My aunt who had MS was given a gift of a personnel trainer at the age of 70. She had MS for 25 years and was using a walker, with in a year she was walking with a cane. Potter


finn15
1 year ago

I would def do this initially with a good PT or physio helps too
Retention of muscle mass, improve core and strength. The key I would say is to compliment with diet
Also train for shorter periods more often
Finn


katy79
1 year ago

@kimberley11

I was diagnosed with active RRMS in June 16 (after a relapse in February/March) – and I LOVE my personal training sessions.

I initially started having weekly PT sessions a while ago when I was trying to loose some weight (I am a former fatty – naturally inclined to being heavy I comfort ate myself through the loss of my Mum). I had started going to the gym but found I was too shy to do anything other than slog it out on the cross trainer, hoping I was invisible. This did kick start my weight loss – but I wanted more from the gym so initially booked in for a few PT sessions to build my confidence on the machines and free weights. I never intended to keep the PT long term.

Well – over 5 years and 4 stone later (which I lost some time back – my weight has been pretty stable for 4 years) – and I still have weekly PT. I’m confident in the gym now – go to a huge variety of different classes and don’t hide at the back and worry about making a fool of myself and am confident to manage a solid work out on my own on all the machines, free weights and other equipment regardless of how many muscle men and skinny minnies are crowding the floor.

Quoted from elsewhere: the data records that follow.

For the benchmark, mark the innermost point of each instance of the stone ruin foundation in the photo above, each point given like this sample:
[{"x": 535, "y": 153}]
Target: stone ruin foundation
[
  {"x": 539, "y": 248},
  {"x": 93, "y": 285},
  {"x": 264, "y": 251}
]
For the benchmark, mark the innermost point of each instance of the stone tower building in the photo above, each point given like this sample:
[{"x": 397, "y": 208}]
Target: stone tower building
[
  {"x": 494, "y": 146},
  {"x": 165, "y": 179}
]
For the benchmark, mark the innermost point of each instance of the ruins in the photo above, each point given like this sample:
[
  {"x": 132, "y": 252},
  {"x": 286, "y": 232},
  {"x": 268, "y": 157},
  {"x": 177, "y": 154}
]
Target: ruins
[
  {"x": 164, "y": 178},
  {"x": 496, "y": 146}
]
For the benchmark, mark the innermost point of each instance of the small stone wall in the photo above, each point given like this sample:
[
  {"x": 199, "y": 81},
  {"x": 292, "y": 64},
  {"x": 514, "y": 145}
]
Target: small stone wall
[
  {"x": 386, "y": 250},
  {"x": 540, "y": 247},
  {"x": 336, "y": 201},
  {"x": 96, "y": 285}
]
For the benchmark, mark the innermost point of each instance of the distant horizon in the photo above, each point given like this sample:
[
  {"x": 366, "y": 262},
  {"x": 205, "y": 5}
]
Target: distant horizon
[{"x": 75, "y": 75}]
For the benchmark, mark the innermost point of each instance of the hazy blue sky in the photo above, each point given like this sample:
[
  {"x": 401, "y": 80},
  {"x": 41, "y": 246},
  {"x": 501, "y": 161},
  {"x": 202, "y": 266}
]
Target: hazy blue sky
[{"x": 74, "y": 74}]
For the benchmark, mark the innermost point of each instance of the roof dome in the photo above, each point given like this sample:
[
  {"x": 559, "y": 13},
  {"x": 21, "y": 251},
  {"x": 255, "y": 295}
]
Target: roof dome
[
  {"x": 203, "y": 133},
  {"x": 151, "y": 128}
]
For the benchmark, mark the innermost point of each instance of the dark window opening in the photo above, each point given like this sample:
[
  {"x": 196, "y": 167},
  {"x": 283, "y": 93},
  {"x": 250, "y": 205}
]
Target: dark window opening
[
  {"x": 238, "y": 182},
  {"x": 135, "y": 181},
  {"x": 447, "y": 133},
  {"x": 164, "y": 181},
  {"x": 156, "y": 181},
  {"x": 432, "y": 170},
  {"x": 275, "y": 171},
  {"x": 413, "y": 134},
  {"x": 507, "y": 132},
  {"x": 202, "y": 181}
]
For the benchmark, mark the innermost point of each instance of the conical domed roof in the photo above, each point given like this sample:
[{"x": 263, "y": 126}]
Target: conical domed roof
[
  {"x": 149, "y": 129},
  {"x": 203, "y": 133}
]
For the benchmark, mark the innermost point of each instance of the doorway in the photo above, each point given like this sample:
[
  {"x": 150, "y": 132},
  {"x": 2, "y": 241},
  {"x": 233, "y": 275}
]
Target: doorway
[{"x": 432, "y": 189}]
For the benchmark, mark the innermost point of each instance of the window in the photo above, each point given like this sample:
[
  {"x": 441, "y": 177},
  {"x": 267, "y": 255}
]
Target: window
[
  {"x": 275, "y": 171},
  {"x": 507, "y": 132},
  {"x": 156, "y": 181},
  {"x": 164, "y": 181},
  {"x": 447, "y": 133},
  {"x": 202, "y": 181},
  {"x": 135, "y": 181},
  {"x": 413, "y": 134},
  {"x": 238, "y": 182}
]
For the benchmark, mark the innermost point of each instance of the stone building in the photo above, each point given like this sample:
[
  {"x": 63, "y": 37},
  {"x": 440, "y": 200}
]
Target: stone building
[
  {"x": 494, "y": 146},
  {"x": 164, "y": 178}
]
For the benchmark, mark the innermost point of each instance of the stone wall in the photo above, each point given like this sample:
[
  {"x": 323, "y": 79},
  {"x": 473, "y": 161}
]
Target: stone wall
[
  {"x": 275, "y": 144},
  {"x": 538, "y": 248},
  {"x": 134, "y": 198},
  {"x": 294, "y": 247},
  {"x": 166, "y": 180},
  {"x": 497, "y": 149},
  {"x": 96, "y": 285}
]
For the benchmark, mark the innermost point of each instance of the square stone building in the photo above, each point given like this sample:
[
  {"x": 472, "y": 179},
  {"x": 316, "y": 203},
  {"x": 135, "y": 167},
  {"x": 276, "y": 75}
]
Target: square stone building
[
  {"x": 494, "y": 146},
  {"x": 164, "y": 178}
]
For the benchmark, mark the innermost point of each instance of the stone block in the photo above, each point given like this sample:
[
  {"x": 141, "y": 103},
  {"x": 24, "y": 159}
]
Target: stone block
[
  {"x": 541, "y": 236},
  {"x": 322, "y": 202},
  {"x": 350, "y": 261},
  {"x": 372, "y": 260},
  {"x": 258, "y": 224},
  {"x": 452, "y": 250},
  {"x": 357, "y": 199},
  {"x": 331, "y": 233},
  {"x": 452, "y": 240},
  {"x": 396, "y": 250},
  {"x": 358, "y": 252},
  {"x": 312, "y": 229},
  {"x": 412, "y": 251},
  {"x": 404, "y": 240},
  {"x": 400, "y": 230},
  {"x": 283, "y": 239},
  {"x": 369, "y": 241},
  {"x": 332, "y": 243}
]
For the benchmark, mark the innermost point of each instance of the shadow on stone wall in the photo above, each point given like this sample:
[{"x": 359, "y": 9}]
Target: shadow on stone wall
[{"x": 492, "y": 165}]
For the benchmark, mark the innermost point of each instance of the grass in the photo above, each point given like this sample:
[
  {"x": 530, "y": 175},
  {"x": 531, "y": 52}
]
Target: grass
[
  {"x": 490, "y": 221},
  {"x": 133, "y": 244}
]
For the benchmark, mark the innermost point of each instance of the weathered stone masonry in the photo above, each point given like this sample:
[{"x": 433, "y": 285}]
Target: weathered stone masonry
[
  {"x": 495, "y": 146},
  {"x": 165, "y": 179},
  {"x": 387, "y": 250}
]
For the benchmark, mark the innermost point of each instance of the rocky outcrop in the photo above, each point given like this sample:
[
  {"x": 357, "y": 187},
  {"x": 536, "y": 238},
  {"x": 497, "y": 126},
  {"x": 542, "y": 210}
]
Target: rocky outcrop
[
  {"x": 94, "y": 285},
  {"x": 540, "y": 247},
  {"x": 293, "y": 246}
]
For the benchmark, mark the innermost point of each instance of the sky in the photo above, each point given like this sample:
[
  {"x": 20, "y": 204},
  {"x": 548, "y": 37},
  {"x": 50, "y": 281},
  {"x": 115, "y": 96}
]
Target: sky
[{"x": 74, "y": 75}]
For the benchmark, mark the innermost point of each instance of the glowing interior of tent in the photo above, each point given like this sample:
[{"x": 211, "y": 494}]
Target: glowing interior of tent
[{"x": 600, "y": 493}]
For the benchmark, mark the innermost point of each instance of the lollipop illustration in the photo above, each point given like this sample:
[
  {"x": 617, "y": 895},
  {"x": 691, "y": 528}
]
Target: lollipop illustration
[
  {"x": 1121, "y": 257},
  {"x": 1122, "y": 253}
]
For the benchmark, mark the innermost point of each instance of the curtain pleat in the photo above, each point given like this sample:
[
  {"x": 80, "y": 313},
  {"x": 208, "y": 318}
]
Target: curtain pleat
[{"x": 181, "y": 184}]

So I feel I no longer need my PT for confidence, or to teach me how to use the bulk of the equipment. What I get from the sessions now are:
– my PT pushes me. I don’t get to choose what exercise we do or for how long or how heavy. Whilst I work myself quite hard when I’m on my own, its not quite the same
– my PT keeps it fresh – on my own I tend to revert back to the same old exercises and equipment I am most comfortable with and dodge those I like less (you would, for example, never see me volunteering a set of pull ups or session on the battle ropes). Keeping it mixed up, especially with super sets and compound exercises, forces your whole body to work and keeps it interesting
– having my PT spot me, and check me on form, lets me go heavier than I would have ever mentioned I could
– Boxing!! We end each session with 20 – 30 mins of pad work. It is utterly exhausting but I love it – and I think it is excellent for my MS. Remembering technique and footwork in long combinations (or just responding with speed and power to where the pads are placed) whilst my heart is pumping and I’m gasping for air is great for fitness and for cognative ability as well. A lot of boxing comes from the core which is also helpful on the MS front
– Finally, my PT knows about my MS. He was one of the first people I told (felt only fair to disclose I couldn’t feel my feet and was having MRI scans as he walked me across to a fully loaded squat rack!) and was brilliant about it. He took the time to do some research and asked me about my symptoms. As these are predominately left side (when they show themselves, which thankfully isn’t at all frequently and is only mildly) he also helps me monitor my comparative strength and mobility on both sides – and we make sure we work on my balance and core as we know these will help sustain me in the long run

My PT was recently promoted to Boss Trainer at my club – and his (already pretty high) fees went up. I thought about cancelling the sessions (or trading to a different chap) – but decided he was a luxury in my life I didn’t want to live without, and there were so many other things I would cut back on first if I needed to to keep him.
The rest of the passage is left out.